Comparative Example 2
Instead of the fabric material of Example 1, "Bencot (registered trademark)" M-3 (manufactured by Asahi Kasei Fibers Co., Ltd., cotton cupra nonwoven fabric (gauze)) on the outside of "Toraysee" ME wiper folded to 5 cm x 4 cm, mass 28 g / ^{m 2} per 1 m ² in the standard state, a thickness of 0.42 mm, using a material obtained by coating the apparent specific gravity 0.07) as the fabric material was produced in the same manner as the printing plate as in example 1. When the pattern of the silicone layer of the obtained printing plate was observed with an optical microscope, a pattern with a light shielding portion width of 30 μm was resolved, but a pattern finer than this could not be resolved.

Comparative Example 3
In place of the fabric material of Example 1, "Cappelon" (manufactured by Cambo Create Co., Ltd., electric flocking nylon carpet, single yarn diameter 100 μm, length of hair foot 3.5 to 7 mm) is used as the fabric material. A printing plate was prepared in the same manner as in Example 1. When the pattern of the silicone layer of the obtained printing plate was observed with an optical microscope, a pattern with a light shielding part width of 20 μm was resolved, but a pattern finer than this could not be resolved.

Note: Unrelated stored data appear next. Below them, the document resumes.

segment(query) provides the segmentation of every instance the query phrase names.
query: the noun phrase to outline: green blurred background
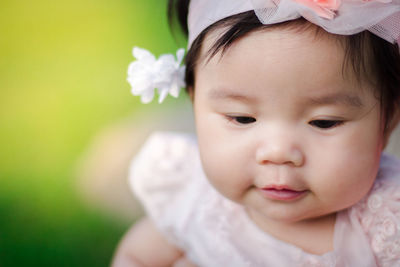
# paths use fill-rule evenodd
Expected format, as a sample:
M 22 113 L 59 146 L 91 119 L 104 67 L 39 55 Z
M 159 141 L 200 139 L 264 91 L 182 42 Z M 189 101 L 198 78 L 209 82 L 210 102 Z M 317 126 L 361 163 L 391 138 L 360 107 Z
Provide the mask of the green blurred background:
M 125 81 L 133 45 L 185 45 L 166 20 L 166 0 L 0 2 L 0 266 L 109 266 L 137 217 L 134 143 L 188 102 L 144 106 Z
M 1 1 L 0 266 L 109 266 L 135 218 L 85 201 L 77 169 L 107 125 L 157 109 L 125 78 L 133 45 L 176 50 L 166 21 L 166 0 Z

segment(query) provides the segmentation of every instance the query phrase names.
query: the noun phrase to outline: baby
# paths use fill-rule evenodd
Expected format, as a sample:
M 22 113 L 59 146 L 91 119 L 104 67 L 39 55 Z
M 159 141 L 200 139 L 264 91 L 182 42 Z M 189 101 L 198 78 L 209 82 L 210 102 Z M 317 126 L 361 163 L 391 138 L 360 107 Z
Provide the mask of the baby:
M 156 133 L 136 157 L 149 219 L 114 266 L 400 266 L 400 161 L 382 155 L 400 119 L 400 1 L 174 10 L 196 138 Z M 177 96 L 182 52 L 134 53 L 134 94 Z

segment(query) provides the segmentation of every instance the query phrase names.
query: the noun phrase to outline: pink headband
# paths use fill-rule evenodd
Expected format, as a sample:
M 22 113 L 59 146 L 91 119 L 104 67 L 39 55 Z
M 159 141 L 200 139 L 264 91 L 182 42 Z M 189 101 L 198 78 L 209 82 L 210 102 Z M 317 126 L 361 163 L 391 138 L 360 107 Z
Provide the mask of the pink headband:
M 263 24 L 304 17 L 330 33 L 369 30 L 388 42 L 400 42 L 400 0 L 192 0 L 189 47 L 208 26 L 250 10 Z

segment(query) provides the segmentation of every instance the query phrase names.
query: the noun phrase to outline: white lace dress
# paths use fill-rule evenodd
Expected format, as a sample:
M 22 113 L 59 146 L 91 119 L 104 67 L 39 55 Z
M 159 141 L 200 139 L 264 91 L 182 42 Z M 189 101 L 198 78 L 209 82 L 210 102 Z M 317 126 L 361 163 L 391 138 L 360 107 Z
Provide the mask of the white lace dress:
M 371 192 L 338 214 L 334 250 L 324 255 L 273 238 L 221 196 L 191 135 L 153 134 L 129 181 L 159 230 L 198 266 L 400 266 L 400 161 L 386 155 Z

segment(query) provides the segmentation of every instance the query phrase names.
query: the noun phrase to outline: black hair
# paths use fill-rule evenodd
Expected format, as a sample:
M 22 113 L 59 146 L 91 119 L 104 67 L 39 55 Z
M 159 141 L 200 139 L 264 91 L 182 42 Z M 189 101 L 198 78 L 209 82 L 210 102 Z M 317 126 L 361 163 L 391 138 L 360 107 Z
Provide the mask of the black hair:
M 170 26 L 174 28 L 175 22 L 177 22 L 186 37 L 188 36 L 187 16 L 189 4 L 190 0 L 168 0 Z M 301 30 L 310 27 L 310 25 L 312 24 L 302 18 L 274 25 L 263 25 L 254 11 L 248 11 L 224 18 L 208 26 L 193 41 L 186 55 L 186 90 L 189 93 L 194 90 L 195 68 L 200 57 L 202 43 L 211 31 L 221 27 L 226 29 L 208 51 L 208 55 L 212 57 L 219 51 L 223 53 L 231 44 L 250 32 L 282 26 L 295 27 Z M 323 31 L 320 27 L 315 29 L 316 33 Z M 343 68 L 351 66 L 359 80 L 364 77 L 373 82 L 381 102 L 385 129 L 389 128 L 395 112 L 400 109 L 399 45 L 391 44 L 369 31 L 348 36 L 336 36 L 344 44 L 345 61 Z

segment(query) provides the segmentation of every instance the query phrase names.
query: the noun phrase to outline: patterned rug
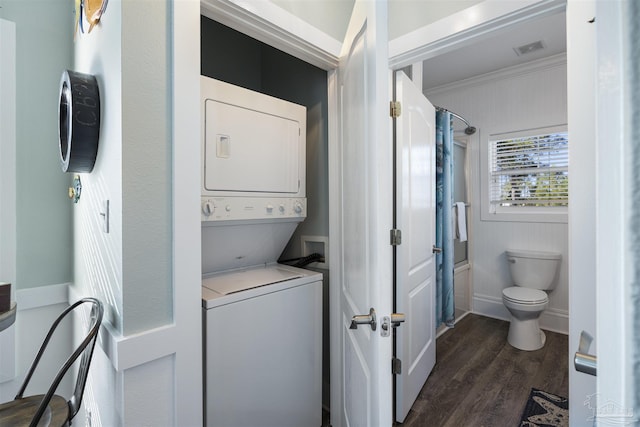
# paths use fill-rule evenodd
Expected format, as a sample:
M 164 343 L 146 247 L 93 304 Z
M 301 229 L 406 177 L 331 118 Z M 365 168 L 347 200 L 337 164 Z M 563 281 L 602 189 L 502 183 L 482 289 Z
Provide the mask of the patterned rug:
M 535 388 L 522 412 L 520 427 L 568 427 L 569 401 Z

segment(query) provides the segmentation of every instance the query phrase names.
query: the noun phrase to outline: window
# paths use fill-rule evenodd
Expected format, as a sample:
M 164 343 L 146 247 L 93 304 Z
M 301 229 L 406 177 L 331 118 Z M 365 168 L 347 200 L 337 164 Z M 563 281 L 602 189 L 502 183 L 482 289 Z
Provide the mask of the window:
M 485 219 L 566 221 L 569 204 L 566 126 L 492 134 L 487 150 L 487 191 L 483 202 L 488 203 L 489 214 L 505 215 Z M 507 214 L 513 216 L 508 218 Z

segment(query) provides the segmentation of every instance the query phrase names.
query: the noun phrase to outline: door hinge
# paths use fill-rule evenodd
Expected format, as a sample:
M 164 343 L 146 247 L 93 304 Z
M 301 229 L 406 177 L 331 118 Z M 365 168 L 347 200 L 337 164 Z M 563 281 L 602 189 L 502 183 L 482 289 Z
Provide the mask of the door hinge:
M 402 231 L 398 229 L 391 230 L 391 246 L 398 246 L 402 243 Z
M 402 373 L 402 360 L 394 357 L 391 359 L 391 373 L 400 375 Z
M 400 117 L 400 114 L 402 113 L 402 107 L 400 105 L 400 101 L 391 101 L 389 105 L 390 105 L 389 115 L 394 119 L 396 117 Z

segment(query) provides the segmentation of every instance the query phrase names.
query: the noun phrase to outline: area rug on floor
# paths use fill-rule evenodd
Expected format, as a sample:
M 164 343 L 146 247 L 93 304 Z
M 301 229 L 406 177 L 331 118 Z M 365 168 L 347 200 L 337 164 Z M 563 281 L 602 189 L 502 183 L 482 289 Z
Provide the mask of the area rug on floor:
M 522 412 L 520 427 L 568 427 L 569 401 L 535 388 Z

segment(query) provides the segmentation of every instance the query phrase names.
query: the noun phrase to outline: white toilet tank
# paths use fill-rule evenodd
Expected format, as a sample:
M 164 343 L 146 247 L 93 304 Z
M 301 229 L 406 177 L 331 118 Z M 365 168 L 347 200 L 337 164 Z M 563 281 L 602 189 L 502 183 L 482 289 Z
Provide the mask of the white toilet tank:
M 506 254 L 514 285 L 543 291 L 555 288 L 561 254 L 521 250 L 507 250 Z

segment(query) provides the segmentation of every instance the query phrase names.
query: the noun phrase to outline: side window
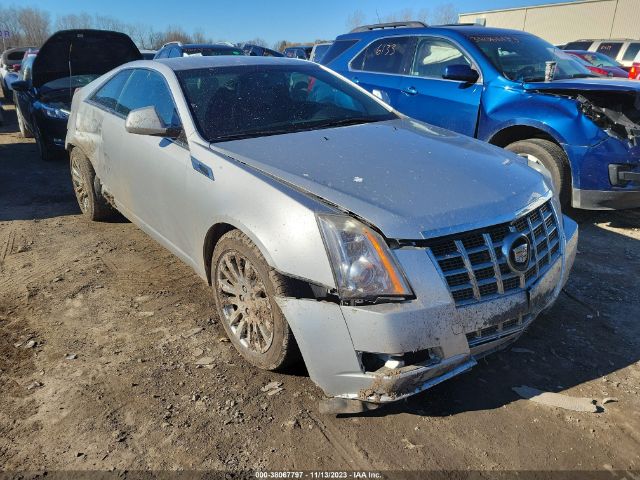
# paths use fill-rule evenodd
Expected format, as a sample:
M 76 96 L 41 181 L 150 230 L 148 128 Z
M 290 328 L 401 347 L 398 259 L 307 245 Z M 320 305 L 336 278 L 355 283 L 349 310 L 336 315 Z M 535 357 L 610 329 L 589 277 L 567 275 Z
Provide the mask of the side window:
M 624 52 L 624 56 L 622 57 L 623 62 L 633 62 L 636 58 L 636 55 L 640 52 L 640 42 L 630 43 L 627 47 L 627 50 Z
M 458 47 L 446 40 L 430 37 L 418 39 L 411 75 L 442 78 L 444 69 L 449 65 L 471 66 L 471 62 Z
M 604 53 L 608 57 L 616 58 L 621 48 L 622 48 L 622 43 L 620 42 L 602 42 L 598 46 L 598 52 Z
M 118 97 L 120 97 L 124 84 L 130 75 L 131 70 L 122 70 L 117 73 L 93 94 L 91 100 L 110 110 L 115 110 L 118 104 Z
M 162 75 L 152 70 L 134 70 L 120 95 L 116 111 L 126 116 L 131 110 L 150 106 L 156 108 L 165 125 L 180 125 L 173 98 Z
M 376 40 L 353 59 L 351 68 L 367 72 L 404 73 L 412 44 L 411 37 Z
M 163 48 L 158 52 L 157 58 L 167 58 L 168 54 L 169 54 L 169 49 L 168 48 Z
M 178 47 L 172 47 L 171 50 L 169 50 L 169 58 L 175 58 L 175 57 L 181 57 L 181 56 L 182 56 L 182 52 Z

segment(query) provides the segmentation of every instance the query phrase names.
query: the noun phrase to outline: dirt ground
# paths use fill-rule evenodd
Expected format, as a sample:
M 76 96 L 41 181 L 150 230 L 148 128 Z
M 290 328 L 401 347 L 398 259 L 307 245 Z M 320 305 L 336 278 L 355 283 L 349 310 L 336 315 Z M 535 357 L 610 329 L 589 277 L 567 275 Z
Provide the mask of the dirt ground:
M 327 417 L 303 368 L 242 361 L 177 258 L 124 219 L 86 221 L 66 162 L 39 160 L 4 109 L 0 471 L 640 470 L 640 211 L 579 216 L 571 279 L 515 351 L 390 408 Z M 284 390 L 266 395 L 271 381 Z M 536 404 L 520 385 L 602 408 Z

Comparative Example 4 (automatic developing machine)
The exposed printing plate precursor obtained by the method described in Example 1 was developed using a waterless lithographic automatic developing machine TWL-1160K to prepare a printing plate. A pretreatment solution NP-1 for an automatic processor manufactured by Toray (glycol derivative: about 80 wt% / organic base: about 13 wt% / surfactant: about 0.51 wt% / water: about 6.24 wt% / Isopropyl alcohol (about 0.25% by weight), water in the developing tank, post-treatment liquid NA-1 (diethylene glycol derivative 18% by weight / crystal violet 0.1% by weight, manufactured by Toray Industries) in the post-processing tank (dyeing tank) / Surfactant 1.5% by weight / 2-ethylhexanoic acid 1% by weight / water 79.4% by weight), and the liquid temperature was sequentially heated to 45 ° C., 25 ° C., 25 ° C., and the processing speed was 40 cm / Developed in minutes. The developing brush is a roll of 130 mm in outer diameter, in which a single thread with a diameter of 150 μm is implanted with a polybutylene terephthalate (PBT) single thread by a forming method so that the length of the hair is 15 mm. A channel roll brush cut with a lathe at 1160 mm was rotated at 400 revolutions per minute in the same direction as the conveying direction, and oscillated with a width of 30 mm at 120 reciprocations per minute. When the pattern of the silicone layer of the obtained printing plate was observed with an optical microscope, a pattern with a light shielding part width of 20 μm was resolved, but a pattern finer than this could not be resolved.

  The results of each example and comparative example are shown in Table 1.

Claims (2)

A printing plate production method for forming a pattern of a silicone layer by selectively removing a silicone layer after exposing or heating a printing plate precursor having at least a photosensitive layer or a thermosensitive layer and a silicone layer in this order on a support In the presence of a developer, the silicone layer is selectively removed by rubbing the surface of the silicone layer with a knitted fabric, a woven fabric or a non-woven fabric having an apparent specific gravity of 0.15 or more. A method for producing a printing plate. The method for producing a printing plate according to claim 1, wherein the knitted fabric, the woven fabric or the non-woven fabric contains polyester fiber, polyamide fiber or cellulose fiber.